EWB's South-East Asia field officer Michael Evans says the environment itself has proved to be one of the most challenging parts of addressing the problem.
"The lake itself expands and contracts during the year which means sometimes there are houses above land, sometimes they're above water and then there are other homes that are free-floating or moored close together," he said.
"The housing situation is therefore a lot more volatile than typical housing situations around the world and so a lot of sanitation measures such as piping or sewers don't make any sense."
He describes it as a plastic bag, five metres long and 800 millimetres in diameter, the biodigester is placed underneath floating homes with the aim of catching household waste.
"Some of that is human faecal matter, some of it is plant and animal waste from cooking or other things," he said.
"That's processed and turned into one of two products, either liquid fertiliser that could be used on gardens etc, or biogas, which would be used on people's stoves."
Dumping ground
UWA lecturer Chris Rowles, who worked with the students on the project, says one of the biodigester's most important aims is to reduce the amount of rubbish entering the Ton Le Sap, Asia's biggest freshwater lake.
"The problem is that the water has become a dumping ground for all the refuse around the lake and it's starting to become polluted.
"About 70 per cent of the fish stock that's caught in Cambodia comes from Ton Le Sap and people were finding that the fish stock was depleted due to pollution and there were also a lot of health problems."
Mr Evans says another important feature of the device is its potential to reduce locals' living costs.
"Cooking in the area is done by gas and you can't pipe out gas from a lake very easily," he said.
"People have to make lots of trips to get gas cylinders which becomes expensive. By converting waste into biogas it's hoped people can become less reliant on gas supplies."
Mr Rowles says there are also added health benefits.
"Cooking fires are creating a very unhealthy environment on the lake, with people breathing smoke all the time," he said.

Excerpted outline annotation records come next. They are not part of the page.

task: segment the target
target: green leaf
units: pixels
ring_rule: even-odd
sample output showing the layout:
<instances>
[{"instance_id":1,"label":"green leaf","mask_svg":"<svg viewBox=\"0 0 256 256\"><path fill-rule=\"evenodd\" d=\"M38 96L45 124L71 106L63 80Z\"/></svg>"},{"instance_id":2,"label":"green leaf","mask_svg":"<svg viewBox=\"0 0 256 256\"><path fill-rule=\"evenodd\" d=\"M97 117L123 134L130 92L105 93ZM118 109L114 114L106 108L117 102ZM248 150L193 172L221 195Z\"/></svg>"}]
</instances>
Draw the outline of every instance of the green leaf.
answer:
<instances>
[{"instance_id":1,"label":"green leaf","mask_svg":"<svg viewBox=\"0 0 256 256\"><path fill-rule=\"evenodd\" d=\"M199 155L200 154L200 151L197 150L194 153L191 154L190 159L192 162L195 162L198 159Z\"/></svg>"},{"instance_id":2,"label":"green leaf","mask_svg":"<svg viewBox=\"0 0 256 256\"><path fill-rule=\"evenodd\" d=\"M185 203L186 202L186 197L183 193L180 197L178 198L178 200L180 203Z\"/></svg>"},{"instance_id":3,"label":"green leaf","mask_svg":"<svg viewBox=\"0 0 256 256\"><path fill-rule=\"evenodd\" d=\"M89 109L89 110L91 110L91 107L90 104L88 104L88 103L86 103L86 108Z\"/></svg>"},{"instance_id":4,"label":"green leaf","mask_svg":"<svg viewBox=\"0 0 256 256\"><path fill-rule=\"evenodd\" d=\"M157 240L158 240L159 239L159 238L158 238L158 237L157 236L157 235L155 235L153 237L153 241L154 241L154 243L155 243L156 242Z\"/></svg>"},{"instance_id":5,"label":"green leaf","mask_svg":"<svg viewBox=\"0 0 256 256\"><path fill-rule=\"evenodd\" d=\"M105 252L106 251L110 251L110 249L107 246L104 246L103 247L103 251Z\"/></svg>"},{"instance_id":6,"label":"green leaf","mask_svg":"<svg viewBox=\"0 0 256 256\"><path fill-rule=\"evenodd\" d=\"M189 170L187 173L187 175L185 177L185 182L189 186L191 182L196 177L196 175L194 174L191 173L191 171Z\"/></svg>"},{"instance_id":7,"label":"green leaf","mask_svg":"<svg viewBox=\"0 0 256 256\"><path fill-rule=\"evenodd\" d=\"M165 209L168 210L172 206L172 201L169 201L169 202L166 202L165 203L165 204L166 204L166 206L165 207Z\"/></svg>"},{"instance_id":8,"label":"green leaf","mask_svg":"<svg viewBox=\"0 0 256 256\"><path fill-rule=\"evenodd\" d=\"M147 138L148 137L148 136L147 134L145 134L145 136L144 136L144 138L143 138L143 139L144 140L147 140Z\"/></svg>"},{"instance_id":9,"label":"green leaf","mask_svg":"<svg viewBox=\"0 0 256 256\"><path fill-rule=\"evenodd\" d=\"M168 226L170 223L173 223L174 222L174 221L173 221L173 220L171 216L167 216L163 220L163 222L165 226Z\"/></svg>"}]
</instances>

"This will help with respiratory problems but it will also save people about $150 a year, which, when you're earning $30 a month, is a sizeable part of your income."
Experience
Aside from the benefits the biodigester could deliver to communities in Cambodia, the students themselves are gaining valuable experience.
The group has been involved in the project from start to finish; from the initial research to the installation of the devices and the education of locals.
Mr Kalkhoven says travelling to Cambodia has been eye-opening.
"It's really given us a huge appreciateion of the difficulties non-government organisations face in getting any project off the ground," he said.
"It requires enormous amount of effort and time and you have to tread very slowly so that communication is clear at all times."
Michael Evans says it's a two-way learning process with the students and locals.
"The students come here with their theoretical knowledge or their very practical knowledge and they're learning that some things are very different to what they had imagined back home," he said.
"So in the workshops they're taking part in, I think the students are asking as many questions as the local community members."
The biodigester is already attracting attention from elsewhere, with EWB delegates from Papua New Guinea and Lesotho expressing an interest in the design.
Mr Rowles says he's proud of what the students have achieved.
"They got some credit towards their degree but the work is voluntary, they didn't have to do it," he said.
"They've finished the job now it and it seems to have worked so taking it into production in Cambodia is just the icing on the cake."